Uma última observação: alguns argumentam que o amor não precisa ser sempre afável e que muitas vezes é necessário usar palavras rudes e bruscas por amor. S. Josemaria Escrivá, porém, dizia o seguinte: “Não basta seres bom; tens de parecê-lo. Que dirias tu de uma roseira que não produzisse senão espinhos?” Já o papa Francisco, na exortação Amoris Laetitia, ao comentar o Hino à Caridade (1Cor 13), destacou: “Amar é também tornar-se amável. […] O amor não age rudemente, não atua de forma inconveniente, não se mostra duro no trato.
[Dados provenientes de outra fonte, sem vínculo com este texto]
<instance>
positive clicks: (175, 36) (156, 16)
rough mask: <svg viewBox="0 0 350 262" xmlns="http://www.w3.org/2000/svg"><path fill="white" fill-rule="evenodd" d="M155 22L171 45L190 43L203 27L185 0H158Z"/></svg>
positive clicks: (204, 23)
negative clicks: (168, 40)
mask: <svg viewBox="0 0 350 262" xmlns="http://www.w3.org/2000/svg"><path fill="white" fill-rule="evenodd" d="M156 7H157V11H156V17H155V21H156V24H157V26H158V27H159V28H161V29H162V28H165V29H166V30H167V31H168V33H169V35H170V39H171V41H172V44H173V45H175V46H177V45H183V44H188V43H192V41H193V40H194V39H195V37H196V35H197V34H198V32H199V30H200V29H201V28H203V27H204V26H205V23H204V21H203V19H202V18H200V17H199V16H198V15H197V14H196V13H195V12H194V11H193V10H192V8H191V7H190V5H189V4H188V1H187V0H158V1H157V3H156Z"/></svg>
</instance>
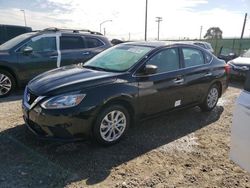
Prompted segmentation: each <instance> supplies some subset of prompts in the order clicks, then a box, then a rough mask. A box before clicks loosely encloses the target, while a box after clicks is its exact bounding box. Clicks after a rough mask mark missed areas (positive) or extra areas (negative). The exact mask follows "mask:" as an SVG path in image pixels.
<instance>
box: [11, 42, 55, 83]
mask: <svg viewBox="0 0 250 188" xmlns="http://www.w3.org/2000/svg"><path fill="white" fill-rule="evenodd" d="M27 48H29V49H30V51H29V52H27V51H25V50H26V49H27ZM16 53H17V57H18V62H19V66H20V67H19V70H20V72H19V73H20V74H19V75H20V79H22V80H25V81H26V82H27V81H29V80H31V79H32V78H34V77H35V76H37V75H38V74H41V73H43V72H45V71H48V70H51V69H53V68H56V67H57V57H58V54H57V48H56V37H42V38H39V39H33V40H32V39H31V40H30V41H29V42H28V43H26V44H25V45H24V46H23V47H22V48H20V49H19V50H18V51H17V52H16Z"/></svg>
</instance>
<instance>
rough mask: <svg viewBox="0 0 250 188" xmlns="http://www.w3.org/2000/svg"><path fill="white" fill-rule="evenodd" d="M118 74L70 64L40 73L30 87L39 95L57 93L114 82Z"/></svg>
mask: <svg viewBox="0 0 250 188" xmlns="http://www.w3.org/2000/svg"><path fill="white" fill-rule="evenodd" d="M118 74H120V73H113V72H105V71H96V70H91V69H86V68H83V67H82V66H68V67H62V68H58V69H54V70H51V71H48V72H45V73H43V74H40V75H39V76H37V77H35V78H34V79H33V80H31V81H30V82H29V84H28V89H29V90H30V91H31V92H32V93H33V94H35V95H37V96H46V95H57V94H61V93H66V92H72V91H76V90H83V89H86V88H88V87H95V86H99V85H103V84H107V83H111V82H114V81H115V80H116V76H117V75H118Z"/></svg>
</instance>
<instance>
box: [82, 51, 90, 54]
mask: <svg viewBox="0 0 250 188" xmlns="http://www.w3.org/2000/svg"><path fill="white" fill-rule="evenodd" d="M89 54H90V52H83V53H82V55H89Z"/></svg>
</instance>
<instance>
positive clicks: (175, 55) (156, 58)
mask: <svg viewBox="0 0 250 188" xmlns="http://www.w3.org/2000/svg"><path fill="white" fill-rule="evenodd" d="M147 64H150V65H156V66H157V68H158V69H157V72H158V73H163V72H169V71H175V70H178V69H179V68H180V64H179V55H178V49H177V48H172V49H166V50H162V51H160V52H158V53H157V54H156V55H154V56H153V57H152V58H151V59H150V60H149V61H148V62H147Z"/></svg>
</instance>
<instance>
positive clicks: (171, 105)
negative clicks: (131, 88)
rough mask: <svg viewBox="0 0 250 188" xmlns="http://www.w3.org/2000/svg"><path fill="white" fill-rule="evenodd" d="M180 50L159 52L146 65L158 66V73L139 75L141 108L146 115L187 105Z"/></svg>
mask: <svg viewBox="0 0 250 188" xmlns="http://www.w3.org/2000/svg"><path fill="white" fill-rule="evenodd" d="M180 60H181V59H180V55H179V49H178V48H166V49H163V50H160V51H158V52H157V53H156V54H155V55H154V56H153V57H151V58H150V59H149V60H148V61H147V63H146V64H149V65H156V66H157V67H158V70H157V73H156V74H153V75H145V76H144V75H137V79H138V82H139V105H138V106H139V108H140V111H141V112H143V113H144V115H150V114H154V113H158V112H161V111H164V110H170V109H173V108H175V107H180V106H182V105H183V104H185V95H186V89H185V85H184V79H183V74H184V70H183V69H182V68H181V63H180V62H181V61H180Z"/></svg>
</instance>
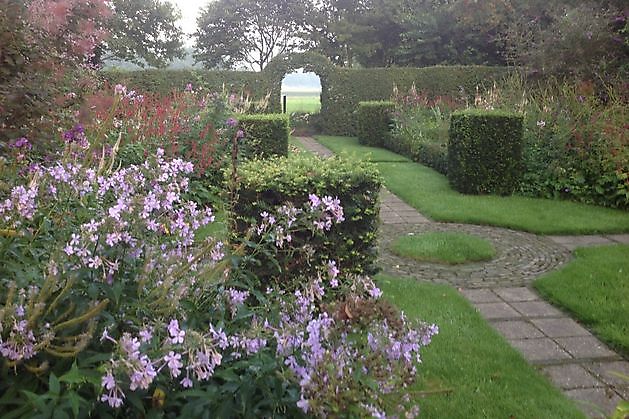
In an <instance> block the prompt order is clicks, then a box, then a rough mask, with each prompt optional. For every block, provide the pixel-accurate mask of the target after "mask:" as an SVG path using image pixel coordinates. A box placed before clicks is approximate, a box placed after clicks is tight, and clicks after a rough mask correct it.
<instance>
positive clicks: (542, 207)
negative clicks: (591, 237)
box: [316, 136, 629, 234]
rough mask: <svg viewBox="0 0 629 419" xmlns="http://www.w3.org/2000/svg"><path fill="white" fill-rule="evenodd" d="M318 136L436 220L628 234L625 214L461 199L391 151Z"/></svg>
mask: <svg viewBox="0 0 629 419" xmlns="http://www.w3.org/2000/svg"><path fill="white" fill-rule="evenodd" d="M316 138H317V140H318V141H320V142H321V143H322V144H323V145H325V146H326V147H328V148H329V149H331V150H332V151H334V152H335V153H338V154H346V155H348V156H353V157H355V158H359V159H368V160H370V161H373V162H374V163H376V164H377V166H378V168H379V170H380V173H381V174H382V175H383V177H384V183H385V185H386V186H387V188H389V190H390V191H391V192H393V193H394V194H396V195H397V196H399V197H400V198H401V199H402V200H404V201H405V202H407V203H408V204H409V205H411V206H413V207H414V208H416V209H417V210H419V211H420V212H421V213H423V214H424V215H426V216H428V217H431V218H432V219H434V220H437V221H446V222H459V223H467V224H481V225H494V226H500V227H507V228H512V229H516V230H523V231H528V232H532V233H537V234H592V233H618V232H629V212H625V211H620V210H613V209H609V208H602V207H597V206H593V205H585V204H580V203H576V202H569V201H559V200H550V199H537V198H527V197H522V196H508V197H501V196H493V195H463V194H460V193H458V192H456V191H454V190H453V189H452V188H451V187H450V185H449V183H448V180H447V178H446V177H445V176H443V175H441V174H440V173H438V172H436V171H434V170H432V169H430V168H428V167H426V166H422V165H420V164H417V163H413V162H411V161H409V160H408V159H405V158H404V157H402V156H399V155H397V154H395V153H392V152H390V151H387V150H382V149H378V148H375V149H374V148H373V147H365V146H362V145H360V144H358V140H357V139H356V138H351V137H333V136H317V137H316ZM396 158H397V161H395V160H394V159H396Z"/></svg>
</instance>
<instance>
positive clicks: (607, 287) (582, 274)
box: [534, 245, 629, 356]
Os seus modos, as suas palavras, os seus gestos são agradáveis; não são ásperos, nem rígidos. Detesta fazer sofrer os outros.” E concluiu com uma citação de Sto. Tomás de Aquino: “Todo ser humano está obrigado a ser afável com aqueles que o rodeiam”.

Quem o obriga? A realidade. A verdade mais profunda sobre cada um de nós é que existimos pelo amor de Deus, que nos deseja desde a eternidade, nos busca e nos espera. Desfaz-se totalmente de si mesmo, assume a carne humana e se entrega à morte, fragilizado, nu e vulnerável, manifestando que a afabilidade do seu amor não se converte em ira e permanece mesmo quando sua própria criatura lhe faz violência. Não há contradição entre misericórdia e justiça: ao negar recorrer à violência e à condenação, Deus faz justiça à sua própria natureza, que é a misericórdia. “Se formos infiéis, ele continua fiel, pois não pode se contradizer” (1Tm 2, 13). Como dizia o irmão Roger de Taizé, “Deus só pode amar”.